Tailored prophylaxis in severe hemophilia A: Real-world experience with efanesoctocog alfa Free

Hemophilia A is an X-linked recessive genetic hemorrhagic disorder characterized by deficient or absent plasma clotting factor VIII (FVIII), leading to impaired blood coagulation and bleeding manifestations. According to the latest WFH report, the prevalence is 17 per 100,000 male births. Severe hemophilia A, defined by FVIII activity <1%, is associated with a high risk of spontaneous bleeding, joint damage, and chronic pain, significantly impacting quality of life (WHF 3^rd edition,2020).

Despite the availability of standard half-life (SHL) and extended half-life (EHL) FVIII therapies, maintaining sufficient FVIII levels requires frequent intravenous infusions, resulting in treatment burden and suboptimal adherence.

The addition of pharmacokinetic (PK) profiling to the management of hemophilia enables more accurate determination of an individual's FVIII clearance rate and, by extension, enables more tailored prophylactic dosing. This can, in turn, result in an improvement in FVIII trough levels and a decreased risk of bleeding. (Bertamino et al. 2017)

Efanesoctocog alfa is a novel recombinant FVIII replacement therapy with an extended half-life due to decoupling from von Willebrand factor, offering once-weekly dosing with sustained FVIII activity. We describe two cases of severe hemophilia A managed at the National Center for Cancer Care and Research (NCCCR), Doha, Qatar.

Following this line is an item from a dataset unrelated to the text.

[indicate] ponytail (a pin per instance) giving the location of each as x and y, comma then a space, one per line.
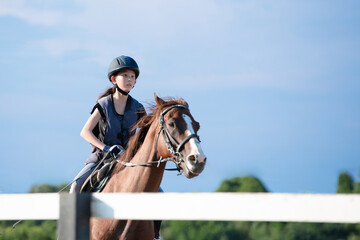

Methods and results Case 1: A 26-year-old male, diagnosed in childhood when he presented with central nervous system (CNS) bleeding, a FVIII level of <0.04% and F8 inversion intron 22 mutation. He was transferred to adult care while on SHL prophylaxis three times per week, with established deforming hemophilic arthropathy, poor compliance with therapy and a body mass index (BMI) of 34 kg/m². He subsequently switched to EHL prophylaxis but still had an annualized bleeding rate (ABR) of 4–6, with improved but still suboptimal adherence. He underwent multiple joint radioactive synovectomies and was still largely inactive, with poor quality of life as assessed by Hema-A QoL. He was then switched to efanesoctocog alfa 4500 IU (51 IU/kg) weekly, achieving excellent clinical outcomes with zero ABR, a more active lifestyle, and a BMI of 27 kg/m², and a good quality of life as assessed by Hema-A QoL. His new PK evaluation using showed an estimated peak FVIII level of 119% at 3 hours post-infusion, with sustained FVIII activity of 10.7% after 7 days.

Case 2: A 23-year-old male, the brother of Case 1, was diagnosed earlier in life due to the family history. He underwent the same transition between different FVIII prophylaxis regimens. At the time of transition to adult care, he was on SHL with single joint arthropathy and a BMI of 29 kg/m². He was changed to EHL FVIII every 4 days (per patient preference), was more compliant, and was assessed to have moderate impairment based on Hema-A QoL. His PK profile while on EHL FVIII, using WAPPS-Hemo, showed FVIII 75% peak and 0.63% trough at 4 days, with an ABR of 2–4. He would take extra doses during sports activities. He was switched to efanesoctocog alfa 3500 IU (44 IU/kg) weekly, achieving significant improvement in quality of life, no bleeding events (ABR of zero) and a BMI of 24 kg/m². Pharmacokinetic reassessment showed a new estimated peak FVIII level of 86% and FVIII activity of 7.3% after 7 days. Both patients reported reduced infusion frequency, improved adherence, and better joint health, consistent with real-world findings from the XTEND-1 trial.

Conclusion These cases highlight the real-world benefits of once weekly efanesoctocog alfa prophylaxis in severe hemophilia A, including higher trough FVIII levels, reduced treatment burden, and improved clinical outcomes. Personalized, PK-guided care supported successful transitions and aligns with clinical trial data, reinforcing its role in modern hemophilia management.